Tidak sedikit dari para atlet ini yang membawa kebanggaan bagi daerah/negara asal mereka, apalagi jika prestasi mereka menembus nasional, atau internasional. Hal ini mungkin membuat kita berpikir, tentunya ada tanggung jawab tersendiri dari daerah, negara, untuk memastikan para atlet ini berkehidupan layak pasca karir olahraga mereka. Bahkan tanpa adanya prestasi, negara menjamin hak hidup rakyatnya, sehingga pertanyaan soal pekerjaan yang bisa dilakukan pensiunan atlet agar hidup layak tentunya tidak sulit dijawab.
Atau benarkah demikian?
Marzuki (2018), sebuah film dokumenter animasi pendek karya M. Alfath Syahalam, memberi satu jenis jawaban yang mungkin di luar harapan. Marzuki, subjek utama film, adalah seorang pensiunan atlet yang bekerja sebagai guru honorer di sebuah sekolah dasar. Tidak ada penjelasan eksplisit tentang bidang yang ia ajar, alih-alih penonton diberi sajian animasi Marzuki berdiri di tengah lapangan sepak bola dikelilingi struktur yang mirip sekolah.

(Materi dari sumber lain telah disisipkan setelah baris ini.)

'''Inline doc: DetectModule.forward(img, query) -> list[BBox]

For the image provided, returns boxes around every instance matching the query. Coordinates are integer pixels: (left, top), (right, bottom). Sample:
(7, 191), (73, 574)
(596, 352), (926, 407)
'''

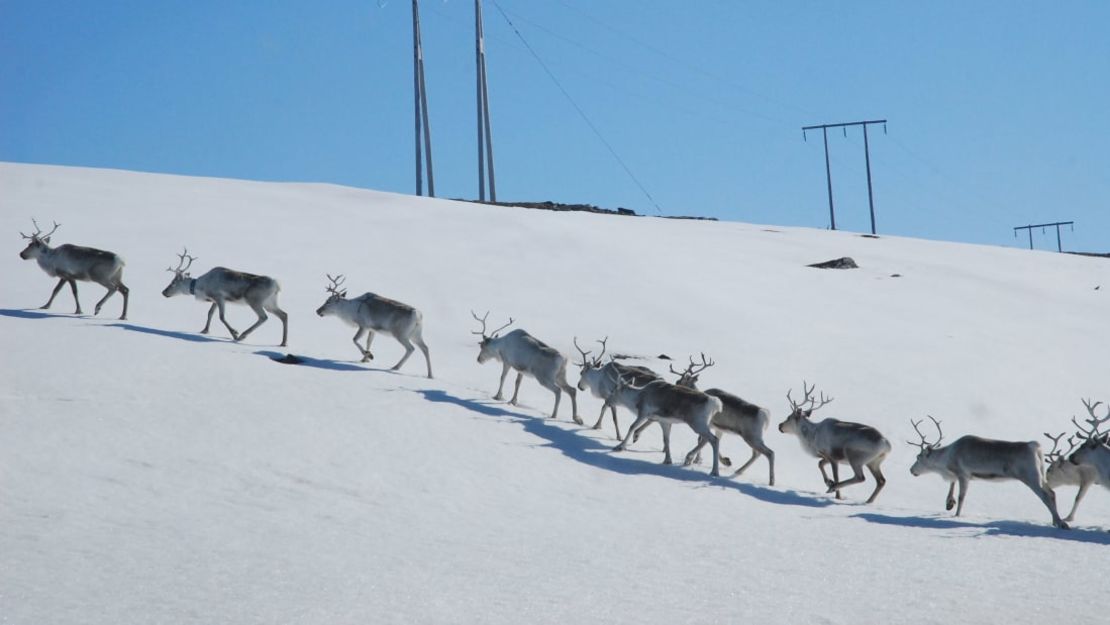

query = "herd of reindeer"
(20, 220), (1110, 528)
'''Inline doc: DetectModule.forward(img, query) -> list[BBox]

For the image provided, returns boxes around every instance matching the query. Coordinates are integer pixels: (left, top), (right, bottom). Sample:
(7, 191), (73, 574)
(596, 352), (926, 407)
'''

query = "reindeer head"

Kehidupan guru honorer tidak mudah. Fakta ini diilustrasikan dalam film. Marzuki bermasalah dengan kepala sekolah, dengan gaji yang kerap tidak dibayarkan. Ini belum termasuk nominalnya. Wajar tentu, jika Marzuki ingin memperbaiki kondisi. Apalagi ia tidak sendiri, ada anak dan istri yang ia pikirkan. Marzuki ingin statusnya yang guru honorer berubah menjadi PNS. Proses yang ternyata tidak semudah yang ia angankan.
Agar bisa diangkat menjadi PNS, jenjang pendidikan S1 dibutuhkan. Penonton tidak menemukan informasi soal pendidikan terakhir Marzuki lewat film. Yang penonton temukan adalah detail medali dan sertifikat penghargaan yang memenuhi ruangan, juga teks sejarah yang menjabarkan prestasi Marzuki. Istrinya—yang suaranya memberi narasi di hampir seluruh durasi film—berkali-kali menekankan kualifikasi Marzuki. Sesuatu yang membuat sang istri, di puncak kekesalan (dan mungkin keputusasaan) mempertimbangkan menjual medali-medali Marzuki, karena mengutipnya, buat apa simpan medali, jika tidak ada artinya.
Istri Marzuki (penyebutan ini terpaksa dipertahankan karena film tidak pernah menyebut namanya) jelas merujuk pada kesulitan Marzuki mengganti status menjadi PNS. Kunjungan ke BKD mereka lakukan tak terhitung kali. Audiensi ke Jokowi (saat menjabat sebagai gubernur Jakarta), ke Ahok (mulai ketika masih menjabat wakil gubernur hingga gubernur), pun sudah. Keluh kesah juga disampaikan ke anggota-anggota dewan. Istri Marzuki tidak habis pikir. Bukankah Jokowi pernah menjanjikan semua guru honorer diangkat menjadi PNS jika dirinya menjadi presiden? Apa ia dan Marzuki harus sampai menemui orang nomor satu Indonesia untuk mendapat jalan keluar?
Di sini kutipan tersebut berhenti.